Peter Hachenberger
This package provides a function, which computes the Minkowski sum of two point sets in \( \mathbb{R}^3\). These point sets may consist of isolated vertices, isolated edges, surfaces with convex facets without holes, and open and closed solids. Thus, it is possible to compute the configuration space of translational robots (even in tight passage scenarios) as well as several graphics operations, like for instance the glide operation, which computes the point set swept by a polyhedron that moves along a polygonal line.
Functions
◆ minkowski_sum_3()
#include <CGAL/minkowski_sum_3.h>
The function minkowski_sum_3()
computes the Minkowski sum of two given 3D Nef polyhedra \( N0\) and \( N1\).

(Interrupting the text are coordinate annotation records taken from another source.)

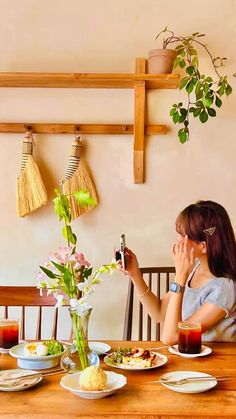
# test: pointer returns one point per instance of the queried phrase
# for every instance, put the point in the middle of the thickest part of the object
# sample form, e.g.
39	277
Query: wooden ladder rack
139	81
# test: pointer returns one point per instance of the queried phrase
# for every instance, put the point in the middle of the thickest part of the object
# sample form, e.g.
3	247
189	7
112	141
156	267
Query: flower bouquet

Note that the function runs in \(O(n^3m^3)\) time in the worst case, where \( n\) and \( m\) are the complexities of the two input polyhedra (the complexity of a Nef_polyhedron_3
is the sum of its Vertices
, Halfedges
and SHalfedges
).
An input polyhedron may consist of:
-
singular vertices
-
singular edges
-
singular convex facets without holes
-
surfaces with convex facets that have no holes.
-
three-dimensional features, whose coplanar facets have common selection marks (this includes open and closed solids)
Taking a different viewpoint, the implementation is restricted as follows:
-
The input polyhedra must be bounded (selected outer volume is ignored).
-
All sets of coplanar facets of a full-dimensional feature must have the same selection mark (in case of different selection marks, unselected is assumed).
-
All facets of lower-dimensional features need to be convex and must not have holes (non-convex facets and holes are ignored).
- Postcondition
- If either of the input polyhedra is non-convex, it is modified during the computation, i.e., it is decomposed into convex pieces.
- See also
CGAL::Nef_polyhedron_3<Traits>
-
CGAL::convex_decomposition_3()
- Examples
- Minkowski_sum_3/cube_offset.cpp, and Minkowski_sum_3/glide.cpp.